Returning to the subject of popular Indian writing in English and the book industry that’s fundamental to its composition, I’ve been thinking a lot about the part that bookstores play. Let me be more precise. When it comes to India and book sales, the better term might be booksellers. The difference is significant in India. A bookseller is not necessarily bookstore. A bookstore looks more or less what most of you readers here might recognize. A spacious, well-lit, neatly organized space that approximates a library with more color colorful signage, clearly demarcated interest sections, and probably less comfortable seating. In my city of Vadodara, population 1.3 million people, there is one single bookstore. In the large city of over 7 million about 60 miles away, there are three or four bookstores. As I noted in my previous post, more books are being sold than ever before in this country, but it’s pretty clear that most of them are not sold at bookstores.
Bookshops and Bookstalls
Remember that almost 90% of the industry is targeted for education (see previous post.) The local bookseller here in India is thus very likely not a bookstore at all, but a bookshop (or modest stall) that almost exclusively sells schoolbooks. These spaces tend to appear improvisational. The books are highly organized according to the logic of the vendor and stacked to maximize space, often from floor to ceiling. Used books abound. Newer books are packaged to look new. New books are prominently displayed and sealed in plastic. Browsing is limited to what you can see from where you stand, which is sometimes on the street itself. And the vendors are modestly dressed working-class fellows making their living off their one-man operations. Put simply, the focus of the bookshop is the transaction. You need that Intro Psychology textbook your professor assigned? The bookshop is where you go, and they likely know exactly what you need. Preparing for the accountancy certification exam? I can show to you at least four places within two miles of my flat that have what you need and at a good (and sometimes negotiable) price.
In contrast, the bookstore is where you’ll find what we usually think about when we think of a book (see previous entry). Novels, memoirs, histories, biographies, current event analyses, self-help selections, biographies, and so forth. The space encourages aimless browsing. All the inventory is new. The building is air conditioned. The decoration is lively, music is playing, the books are arranged in attractive eye-catching patterns, and so on. Whereas the bookshop focuses on you getting work done, the bookstore is about enabling your leisure time, or what you do when you’re not working.
It’s pretty clear that bookstores in India serve the elite class. Most of the titles they sell are well above the daily wage of the average worker, 272 INR or a little over $5. My copy of The Catcher in the Rye was 299 INR, which is about where the popular texts I’m studying are priced. And, of course, in addition to having the money to be a browser at these establishments, one needs the education and leisure time to shop for books. Oh yeah, and LARGE majority of the books are in English. Titles in Hindi, Marathi, or Bengali—depending where you are—are found on a few shelves in the back.

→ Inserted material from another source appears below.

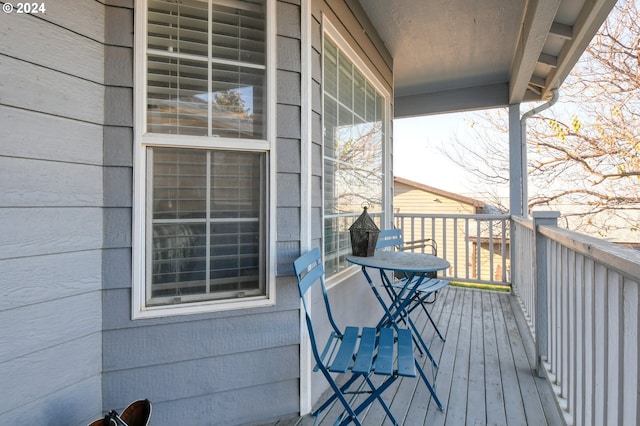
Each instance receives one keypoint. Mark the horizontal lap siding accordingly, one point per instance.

We might say that bookstores create a class experience. Or put another way, they produce a reader, and one who is marked by his or her class position and education. To enter into one of these establishments is to be showered with the possibilities of elite living. Just like in the United States, the bookstore in India sells fewer and fewer books and more and more lifestyle merchandising. Here, it’s boutique stationary, designer pens, and digital readers (which are only now catching on). According to one study the share of books in the past few years sold at one of the largest chains, Crossword Books, has shrunk from 65% to 55%. But more, it’s the uniformed security guard who opens the door and ensures that I’m the kind of customer worthy of entry. And, like in the States, it’s the coffee bar with overpriced whipped cream-topped corn-syrup concoctions (roughly 80-300 INR.) Bookstores are not public spaces for readers, but private enclaves for bourgeois consumers. In many ways bookstores parallel the malling of India (and the rest of the globe), where enormous full-service and heavily fortified cathedrals of capitalist consumption have become the playground of middle-class leisure.

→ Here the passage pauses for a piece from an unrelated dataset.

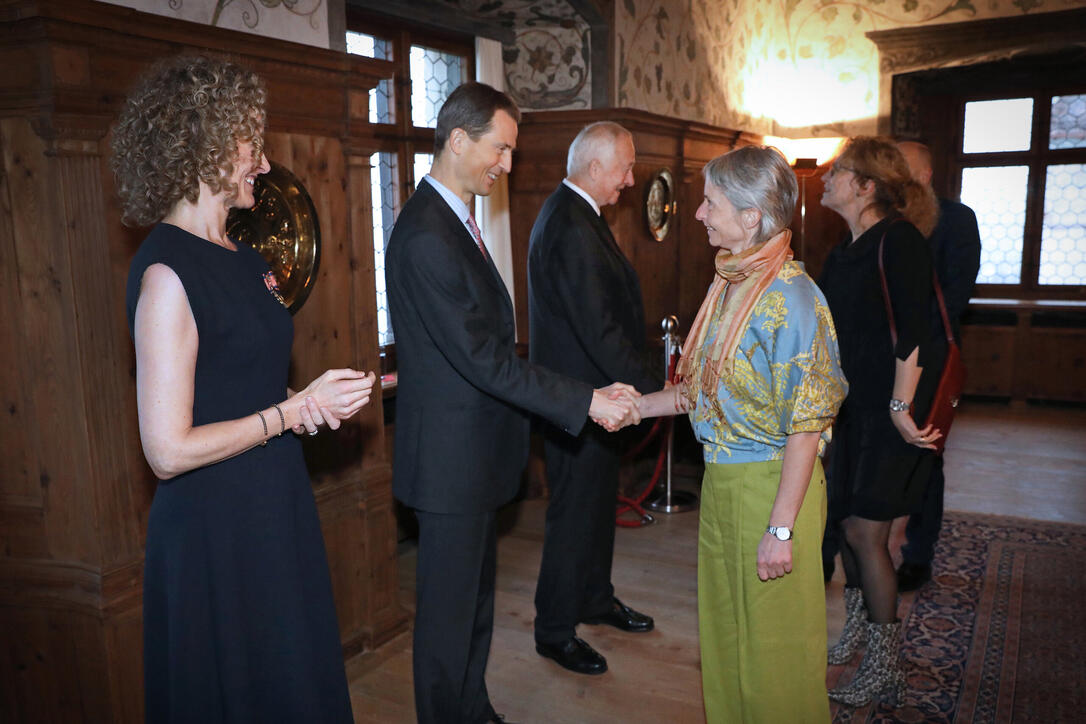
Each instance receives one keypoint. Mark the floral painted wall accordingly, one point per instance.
(300, 21)
(547, 66)
(785, 67)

Bookstores are where the popular Indian writing in English is primarily sold. Of course, if the title is popular enough, used copies will find their ways into the bookstalls. My point, however, is that the elite space of bookstores parallels the elite space of the popular texts themselves. In other words, if popular Indian writing is largely found in bookstores, which are not “popular” spaces at all, then its readers are already determined by the select group of folks the bookstore serves. And the details of how it serves them says a lot about who they think readers are. What counts as popular must be more about market share than population. In fact, Indian authors at Crossword Books account for 45% of all book sales, a figure that has grown by 25% per cent since 2008.
This really matters when this writing is not just “popular,” but is frequently touted as the voice of “contemporary India.” And even more important when Crossword Books has now launched its own publishing venture and plans to print 300 titles in the next three years. Bookstores have become big players in determining which Indians count when we’re talking about the “new” India. And, of course, which ones don’t.
And we haven’t even gotten to what’s in the books yet!